Fondazione pure per le famose Sorelle Fontana: grazie alla nipote Roberta, che la cura con grande passione e abilità. Così come dopo decenni è per Gianfranco Ferrè: grazie al fratello Alberto, e a Rita Airaghi, che cura con grande affetto ed abilità i preziosi Fondazione e Archivio, oltre  ad organizzare mostre con i capi famosi (come la incomparabile camicia bianca!). Ma quanti altri, anche da molti neo esperti (presunti) di moda vengono dimenticati, anche se il loro nome potrebbe  brillare su insegne, farsi applaudire sulle passerelle!

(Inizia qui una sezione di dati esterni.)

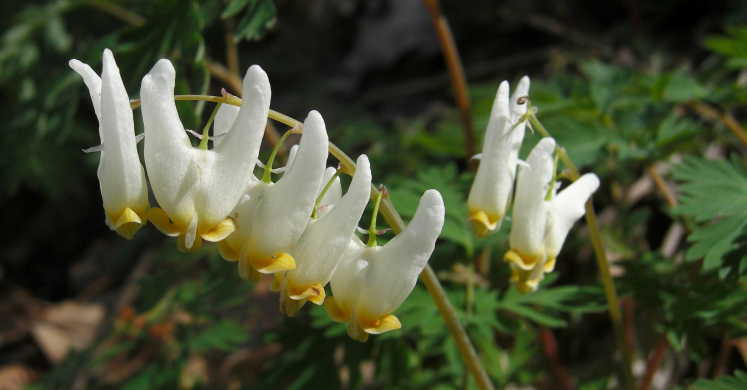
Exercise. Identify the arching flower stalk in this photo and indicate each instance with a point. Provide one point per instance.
(490, 194)
(121, 176)
(372, 281)
(195, 187)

A differenza, appunto, della Francia, dove grandi nomi sono stati acquisiti e rilanciati dai massimi imprenditori con sfilate e punti vendita “di lusso”, in Italia, come vediamo, sopravvive (abbastanza) nel ricordo chi ha  fondazioni a suo nome; rare  eccezioni, con  sfilate,  chi ha avuto vicino un famigliare: come  Emilio Pucci, grazie alla figlia Laudomia, che si occupa tutt’ora del nome del papà, anche se il marchio è stato acquisito nel 2000 dalla LVMH; come Gianni Versace, il cui nome è sempre vivo -anche se l’azienda, nel 2018, è stata acquisita da Michael Kors, ribattezzandola “Capri Holding” (l’isola è vista come simbolo di fascino e lusso), grazie alle creazioni della sorella Donatella; come Lavinia Biagiotti -bravissima-  che continua l’opera dell’indimenticabile mamma Laura, senza sostegni esterni.

Eccezioni: Gucci (acquisito dal grande  gruppo francese  Kering ma con un tutto-italiano dalla creazione alla produzione: col CEO Marco Bizzarri e il direttore creativo Alessandro Michele) e Krizia (acquisita nel 2014 dall’azienda cinese Shenzen Marisfrolg).

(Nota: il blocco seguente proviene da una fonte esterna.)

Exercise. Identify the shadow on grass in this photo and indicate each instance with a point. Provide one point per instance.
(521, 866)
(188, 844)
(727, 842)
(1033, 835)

Tornando indietro nel tempo, troviamo Gigliola Curiel, triestina, arrivata a Milano nel dopoguerra, in breve divenne celebre per i suoi “curiellini”, amatissimi dalle signore della “Milano bene” (non ancora da bere…), ed il suo nome è sempre  vivo grazie alla dinamica vivace figlia Raffaella  (Lella) ed alla nipote Gigliola Castellini Curiel, mentre ora il nipote, Gaetano Castellini Curiel (figlio, come Gigliola, di Raffaella) ha dedicato alla nonna il libro “Gigliola Curiel – una vita nella moda”.

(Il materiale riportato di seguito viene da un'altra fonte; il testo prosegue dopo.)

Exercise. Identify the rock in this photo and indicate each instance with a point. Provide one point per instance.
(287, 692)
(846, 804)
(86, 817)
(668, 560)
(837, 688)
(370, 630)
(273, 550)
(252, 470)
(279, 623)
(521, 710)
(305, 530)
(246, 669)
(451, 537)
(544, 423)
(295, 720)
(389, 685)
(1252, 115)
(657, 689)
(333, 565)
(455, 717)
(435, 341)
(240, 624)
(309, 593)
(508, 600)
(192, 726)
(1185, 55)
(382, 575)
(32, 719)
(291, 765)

A tutti loro dovrebbe andare un pensiero riconoscente e un ricordo, assieme a Giovanni Battista Giorgini, per aver portato in tutto il mondo quella nostra moda che – purtroppo spesso non viene ricordato – è stata, e spera tornare, al secondo posto nelle nostre esportazioni, contribuendo in modo più che positivo alla bilancia dei pagamenti: di cui vi è quanto mai necessità.